松浦氏は和田氏のメッセージを代読。「新共同訳の時に『イエス』か『イエズス』かが大問題になった。私はカトリック大阪教区の司祭研修会で、プロテスタントの人々が『イエズス』と呼ぶ苦しみを味わうより、私たちカトリックが『イエス』の呼び名を受け入れ、自分たちでキリスト教一致の障害を取り除こう、日本の教会にイエスの二つの呼び名が存在するのを我々の世代で終わらせよう、と協力を求めた。司祭方は拍手して賛同してくれた。新共同訳同様、協会共同訳もプロテスタント、カトリックの垣根を越えて用いられていくことを願ってやまない」と語った。

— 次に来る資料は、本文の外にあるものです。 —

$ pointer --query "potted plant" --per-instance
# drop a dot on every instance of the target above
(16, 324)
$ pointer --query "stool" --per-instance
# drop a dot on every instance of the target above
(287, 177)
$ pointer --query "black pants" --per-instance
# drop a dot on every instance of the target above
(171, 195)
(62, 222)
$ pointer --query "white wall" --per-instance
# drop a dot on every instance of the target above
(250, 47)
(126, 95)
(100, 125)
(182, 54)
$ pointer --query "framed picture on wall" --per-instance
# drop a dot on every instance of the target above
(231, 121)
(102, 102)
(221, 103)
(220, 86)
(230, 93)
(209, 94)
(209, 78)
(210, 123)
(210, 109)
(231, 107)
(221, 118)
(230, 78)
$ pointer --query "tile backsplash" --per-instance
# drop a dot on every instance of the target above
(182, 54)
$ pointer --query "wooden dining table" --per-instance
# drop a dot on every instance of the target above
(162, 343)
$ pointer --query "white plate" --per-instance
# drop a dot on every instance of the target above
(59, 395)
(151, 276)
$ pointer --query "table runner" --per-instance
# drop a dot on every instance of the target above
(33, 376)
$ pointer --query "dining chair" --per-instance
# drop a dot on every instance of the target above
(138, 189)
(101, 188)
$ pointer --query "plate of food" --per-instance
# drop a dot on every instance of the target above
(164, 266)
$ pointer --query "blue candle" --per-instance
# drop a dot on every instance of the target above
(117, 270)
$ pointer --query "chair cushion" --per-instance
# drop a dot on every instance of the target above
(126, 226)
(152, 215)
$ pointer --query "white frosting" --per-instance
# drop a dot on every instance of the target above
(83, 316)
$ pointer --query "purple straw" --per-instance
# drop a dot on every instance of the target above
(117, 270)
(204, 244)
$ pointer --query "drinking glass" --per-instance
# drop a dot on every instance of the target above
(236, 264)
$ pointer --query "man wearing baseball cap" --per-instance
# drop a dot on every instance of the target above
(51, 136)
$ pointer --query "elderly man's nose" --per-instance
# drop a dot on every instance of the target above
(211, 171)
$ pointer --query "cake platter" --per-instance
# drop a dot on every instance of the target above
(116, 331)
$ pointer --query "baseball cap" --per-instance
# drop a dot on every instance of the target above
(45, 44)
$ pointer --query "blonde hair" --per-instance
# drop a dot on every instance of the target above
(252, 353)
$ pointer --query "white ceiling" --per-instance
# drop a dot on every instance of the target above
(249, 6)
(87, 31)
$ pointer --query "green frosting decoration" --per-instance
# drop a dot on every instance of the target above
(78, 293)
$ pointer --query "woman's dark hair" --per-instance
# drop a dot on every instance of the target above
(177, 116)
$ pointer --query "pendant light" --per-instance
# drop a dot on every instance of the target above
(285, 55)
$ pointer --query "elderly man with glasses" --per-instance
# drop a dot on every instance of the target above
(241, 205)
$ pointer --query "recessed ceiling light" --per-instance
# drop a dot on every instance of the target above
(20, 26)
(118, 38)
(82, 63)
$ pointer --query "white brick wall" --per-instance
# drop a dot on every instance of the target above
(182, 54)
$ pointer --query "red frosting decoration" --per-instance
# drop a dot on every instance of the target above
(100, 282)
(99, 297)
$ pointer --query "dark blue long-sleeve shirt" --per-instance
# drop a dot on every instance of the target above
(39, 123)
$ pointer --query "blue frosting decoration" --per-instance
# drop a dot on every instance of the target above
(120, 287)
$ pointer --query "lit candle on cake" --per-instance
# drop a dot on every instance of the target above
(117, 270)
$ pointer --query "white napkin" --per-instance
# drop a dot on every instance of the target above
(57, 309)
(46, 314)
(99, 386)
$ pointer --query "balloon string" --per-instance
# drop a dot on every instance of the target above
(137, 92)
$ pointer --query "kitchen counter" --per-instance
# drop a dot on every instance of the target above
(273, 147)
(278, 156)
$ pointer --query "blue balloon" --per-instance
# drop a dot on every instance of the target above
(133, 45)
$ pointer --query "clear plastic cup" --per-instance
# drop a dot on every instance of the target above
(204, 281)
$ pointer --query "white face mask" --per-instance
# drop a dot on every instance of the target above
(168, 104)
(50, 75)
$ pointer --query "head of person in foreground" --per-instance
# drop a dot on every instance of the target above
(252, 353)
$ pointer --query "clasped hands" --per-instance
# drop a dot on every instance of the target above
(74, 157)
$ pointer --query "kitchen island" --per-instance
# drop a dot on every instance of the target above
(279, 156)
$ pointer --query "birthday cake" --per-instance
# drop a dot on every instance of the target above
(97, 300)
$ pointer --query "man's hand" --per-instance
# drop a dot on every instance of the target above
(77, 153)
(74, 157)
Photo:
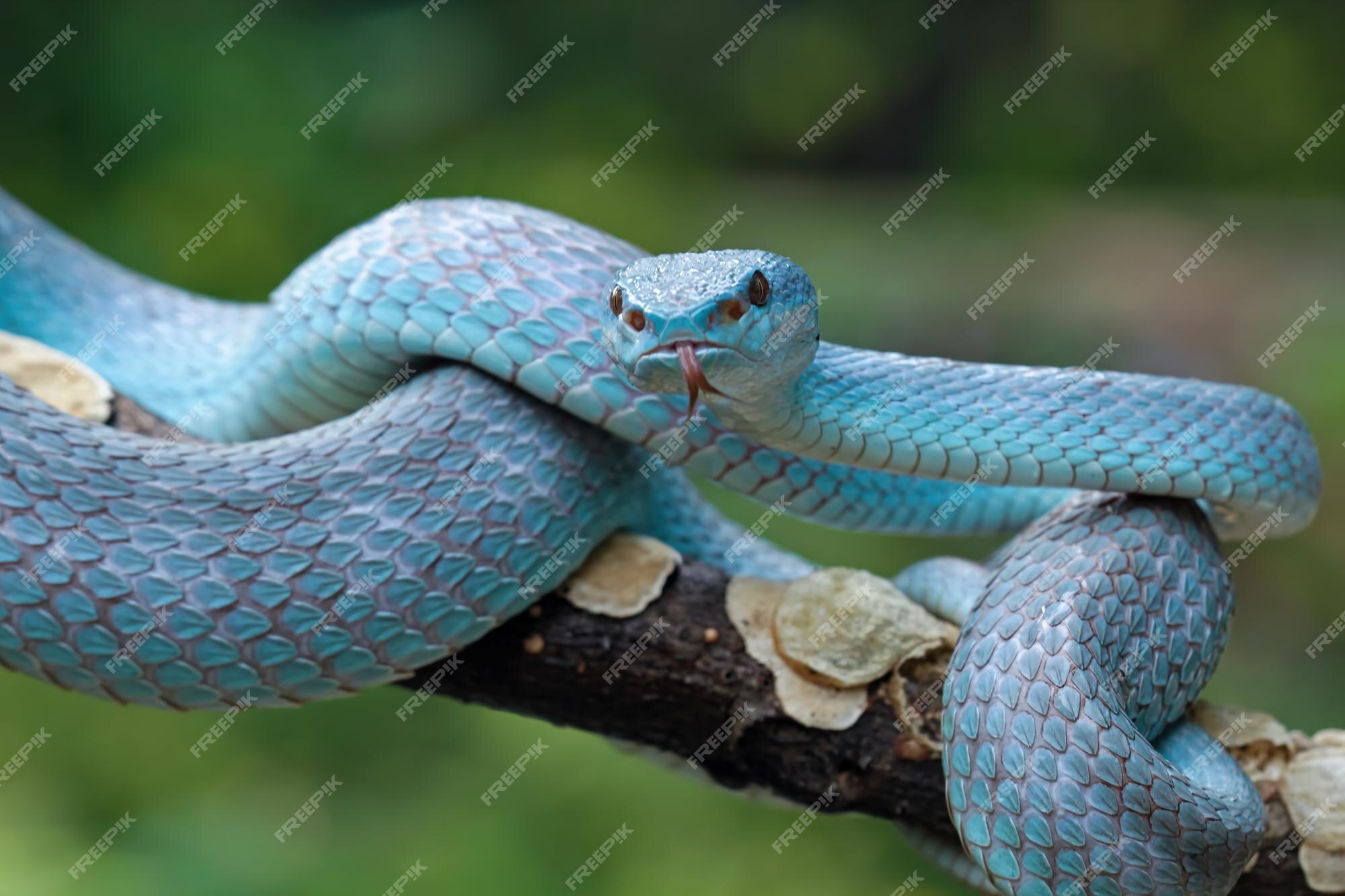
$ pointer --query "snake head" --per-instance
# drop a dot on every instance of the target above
(739, 326)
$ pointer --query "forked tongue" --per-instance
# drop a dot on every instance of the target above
(696, 380)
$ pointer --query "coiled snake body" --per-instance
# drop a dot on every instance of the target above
(353, 542)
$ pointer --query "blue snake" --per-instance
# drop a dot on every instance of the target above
(440, 413)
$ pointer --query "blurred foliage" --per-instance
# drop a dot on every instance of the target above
(727, 138)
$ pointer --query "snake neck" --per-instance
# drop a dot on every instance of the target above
(1066, 428)
(844, 395)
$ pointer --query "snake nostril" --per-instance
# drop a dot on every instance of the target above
(734, 310)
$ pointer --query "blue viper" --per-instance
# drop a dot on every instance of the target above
(344, 542)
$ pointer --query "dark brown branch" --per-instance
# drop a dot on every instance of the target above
(551, 662)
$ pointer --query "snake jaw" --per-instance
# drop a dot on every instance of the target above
(693, 373)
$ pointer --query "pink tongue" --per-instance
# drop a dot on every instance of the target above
(696, 380)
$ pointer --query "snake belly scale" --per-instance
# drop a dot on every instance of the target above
(341, 544)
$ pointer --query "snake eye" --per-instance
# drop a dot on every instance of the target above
(759, 290)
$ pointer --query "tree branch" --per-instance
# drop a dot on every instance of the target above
(551, 662)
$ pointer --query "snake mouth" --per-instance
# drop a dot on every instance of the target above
(693, 373)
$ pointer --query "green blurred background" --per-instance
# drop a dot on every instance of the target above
(727, 139)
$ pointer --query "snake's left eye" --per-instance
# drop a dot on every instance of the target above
(759, 290)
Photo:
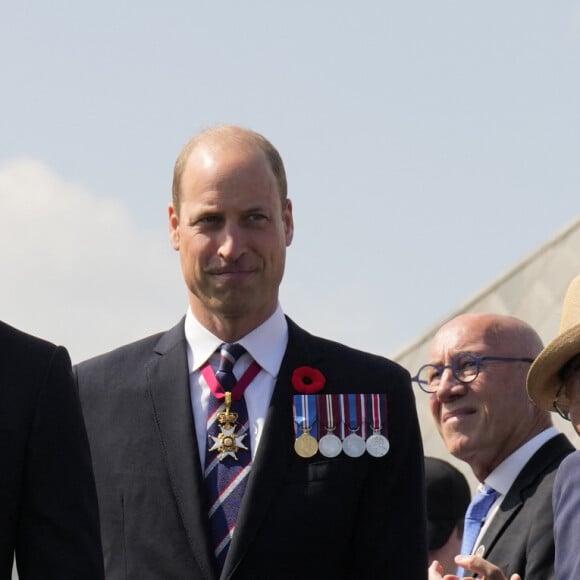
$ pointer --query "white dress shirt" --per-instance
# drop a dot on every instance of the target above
(504, 475)
(266, 344)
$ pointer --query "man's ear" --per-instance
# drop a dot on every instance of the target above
(288, 222)
(173, 227)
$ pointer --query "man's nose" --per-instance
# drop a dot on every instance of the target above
(449, 385)
(231, 243)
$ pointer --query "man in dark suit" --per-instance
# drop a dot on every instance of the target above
(48, 503)
(305, 513)
(476, 378)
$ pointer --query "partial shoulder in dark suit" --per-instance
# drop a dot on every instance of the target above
(520, 537)
(47, 491)
(340, 518)
(567, 517)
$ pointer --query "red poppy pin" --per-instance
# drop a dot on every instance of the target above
(307, 380)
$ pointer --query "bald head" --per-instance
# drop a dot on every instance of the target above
(505, 332)
(485, 419)
(230, 136)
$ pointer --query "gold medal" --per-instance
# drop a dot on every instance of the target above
(306, 445)
(228, 442)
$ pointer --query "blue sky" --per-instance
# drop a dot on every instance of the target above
(429, 147)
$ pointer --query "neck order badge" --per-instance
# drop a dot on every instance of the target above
(226, 473)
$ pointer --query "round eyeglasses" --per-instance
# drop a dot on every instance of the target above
(562, 407)
(465, 368)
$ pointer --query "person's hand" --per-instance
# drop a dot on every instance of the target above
(485, 570)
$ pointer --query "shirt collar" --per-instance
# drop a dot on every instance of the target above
(266, 344)
(503, 476)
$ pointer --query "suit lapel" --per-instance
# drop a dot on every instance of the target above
(275, 452)
(543, 460)
(168, 380)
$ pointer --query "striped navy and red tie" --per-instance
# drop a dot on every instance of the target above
(226, 478)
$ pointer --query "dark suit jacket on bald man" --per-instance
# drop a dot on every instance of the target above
(300, 518)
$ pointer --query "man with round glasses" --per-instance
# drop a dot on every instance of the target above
(476, 380)
(554, 385)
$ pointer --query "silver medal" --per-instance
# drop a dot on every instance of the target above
(330, 445)
(377, 445)
(353, 445)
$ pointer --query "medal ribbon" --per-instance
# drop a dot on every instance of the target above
(353, 412)
(327, 411)
(238, 391)
(375, 411)
(305, 414)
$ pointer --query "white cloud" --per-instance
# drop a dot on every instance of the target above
(76, 269)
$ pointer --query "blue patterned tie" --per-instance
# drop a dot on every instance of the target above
(226, 478)
(474, 519)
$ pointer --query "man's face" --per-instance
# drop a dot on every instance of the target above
(232, 234)
(483, 421)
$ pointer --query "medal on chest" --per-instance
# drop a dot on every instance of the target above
(227, 442)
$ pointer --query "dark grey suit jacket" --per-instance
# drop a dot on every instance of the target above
(48, 502)
(520, 537)
(314, 518)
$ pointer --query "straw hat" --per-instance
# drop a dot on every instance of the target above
(543, 382)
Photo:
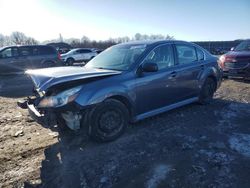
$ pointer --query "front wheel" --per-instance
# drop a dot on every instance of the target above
(70, 62)
(108, 120)
(207, 91)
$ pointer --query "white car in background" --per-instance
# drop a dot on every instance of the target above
(78, 55)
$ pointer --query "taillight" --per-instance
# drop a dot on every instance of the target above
(59, 56)
(230, 59)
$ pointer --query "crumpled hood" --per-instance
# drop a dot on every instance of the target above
(47, 77)
(239, 54)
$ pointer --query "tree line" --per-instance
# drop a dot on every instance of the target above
(19, 38)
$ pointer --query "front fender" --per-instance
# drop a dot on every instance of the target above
(210, 72)
(91, 97)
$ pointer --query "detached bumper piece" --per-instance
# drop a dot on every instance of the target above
(237, 69)
(49, 117)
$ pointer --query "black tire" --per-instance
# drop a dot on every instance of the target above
(70, 61)
(47, 64)
(108, 120)
(207, 91)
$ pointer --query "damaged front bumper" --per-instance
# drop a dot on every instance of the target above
(70, 114)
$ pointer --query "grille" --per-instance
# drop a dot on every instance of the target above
(236, 65)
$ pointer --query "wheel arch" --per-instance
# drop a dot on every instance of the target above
(124, 100)
(209, 73)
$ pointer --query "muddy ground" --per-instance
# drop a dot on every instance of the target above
(193, 146)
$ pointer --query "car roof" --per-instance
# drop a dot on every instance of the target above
(153, 42)
(18, 46)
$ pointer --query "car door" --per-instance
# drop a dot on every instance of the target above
(35, 57)
(188, 70)
(24, 57)
(9, 58)
(86, 54)
(155, 90)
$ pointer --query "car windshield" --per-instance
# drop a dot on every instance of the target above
(243, 46)
(119, 57)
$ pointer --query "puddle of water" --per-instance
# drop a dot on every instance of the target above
(240, 143)
(159, 174)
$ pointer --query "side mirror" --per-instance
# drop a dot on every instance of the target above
(149, 67)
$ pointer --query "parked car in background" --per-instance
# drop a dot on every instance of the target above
(236, 63)
(127, 82)
(78, 55)
(19, 58)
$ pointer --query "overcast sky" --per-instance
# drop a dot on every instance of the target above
(190, 20)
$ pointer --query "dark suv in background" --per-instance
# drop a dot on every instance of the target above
(236, 63)
(19, 58)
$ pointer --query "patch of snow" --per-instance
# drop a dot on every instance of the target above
(240, 143)
(159, 174)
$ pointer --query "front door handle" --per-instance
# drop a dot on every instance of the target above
(202, 67)
(173, 74)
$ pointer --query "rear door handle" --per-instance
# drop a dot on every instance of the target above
(173, 74)
(202, 67)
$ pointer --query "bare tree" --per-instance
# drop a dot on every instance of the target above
(2, 39)
(18, 38)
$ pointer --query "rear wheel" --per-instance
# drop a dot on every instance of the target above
(70, 61)
(207, 91)
(108, 120)
(48, 64)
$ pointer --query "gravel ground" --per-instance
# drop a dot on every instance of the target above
(193, 146)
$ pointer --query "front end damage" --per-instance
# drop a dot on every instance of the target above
(70, 114)
(56, 91)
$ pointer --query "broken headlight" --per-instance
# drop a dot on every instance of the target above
(60, 99)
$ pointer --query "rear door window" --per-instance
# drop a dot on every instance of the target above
(200, 54)
(162, 56)
(186, 54)
(85, 51)
(9, 52)
(46, 50)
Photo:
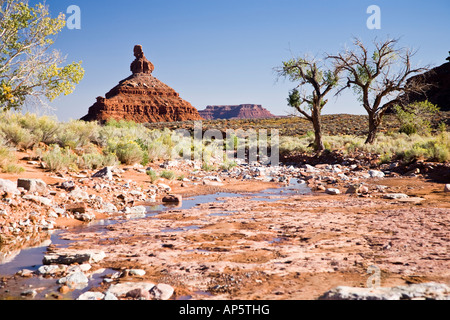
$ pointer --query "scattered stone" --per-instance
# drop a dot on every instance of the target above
(79, 207)
(32, 185)
(429, 291)
(164, 187)
(105, 173)
(68, 185)
(376, 174)
(123, 288)
(39, 200)
(138, 294)
(78, 194)
(51, 269)
(395, 196)
(173, 198)
(91, 296)
(333, 191)
(68, 258)
(85, 217)
(8, 187)
(64, 289)
(412, 173)
(31, 293)
(76, 280)
(161, 292)
(136, 272)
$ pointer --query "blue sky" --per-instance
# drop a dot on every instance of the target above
(223, 52)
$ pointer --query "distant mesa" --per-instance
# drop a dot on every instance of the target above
(438, 91)
(142, 98)
(243, 111)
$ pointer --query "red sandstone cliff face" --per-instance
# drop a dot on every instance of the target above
(142, 98)
(243, 111)
(438, 92)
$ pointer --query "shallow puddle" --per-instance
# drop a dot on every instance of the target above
(31, 258)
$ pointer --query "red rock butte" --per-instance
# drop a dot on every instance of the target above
(142, 98)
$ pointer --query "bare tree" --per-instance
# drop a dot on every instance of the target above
(379, 78)
(315, 80)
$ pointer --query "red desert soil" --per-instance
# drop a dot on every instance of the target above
(294, 247)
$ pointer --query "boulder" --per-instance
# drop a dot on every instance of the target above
(8, 187)
(76, 280)
(161, 292)
(79, 207)
(395, 196)
(173, 198)
(39, 200)
(333, 191)
(32, 185)
(429, 291)
(123, 288)
(105, 173)
(80, 257)
(376, 174)
(91, 296)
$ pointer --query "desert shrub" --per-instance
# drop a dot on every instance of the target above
(77, 134)
(8, 160)
(17, 136)
(127, 152)
(152, 175)
(44, 128)
(57, 158)
(96, 160)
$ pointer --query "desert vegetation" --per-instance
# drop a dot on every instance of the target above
(77, 145)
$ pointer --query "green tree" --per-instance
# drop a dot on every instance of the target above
(28, 68)
(379, 79)
(315, 80)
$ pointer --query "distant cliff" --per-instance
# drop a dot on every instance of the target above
(438, 80)
(243, 111)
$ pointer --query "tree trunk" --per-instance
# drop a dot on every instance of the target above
(373, 128)
(318, 143)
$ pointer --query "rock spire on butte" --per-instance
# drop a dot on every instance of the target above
(142, 98)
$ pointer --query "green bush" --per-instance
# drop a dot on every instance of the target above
(153, 176)
(414, 118)
(57, 158)
(127, 152)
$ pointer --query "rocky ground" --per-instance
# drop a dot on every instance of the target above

また、1991年12月に理事、96年12月に理事長に就任、東京大聖書展(2020年)、日本プロテスタント宣教150周年記念大会(09年)など歴史的なイベントに尽力してきた大宮氏の理事長退任を受け、大宮氏に花束と記念品が贈呈された。大宮氏は「総主事だった渡部信氏と共にいちばん長く任に当たらせていただいたが、その間に新しい聖書が与えられたことに感謝している」と語った。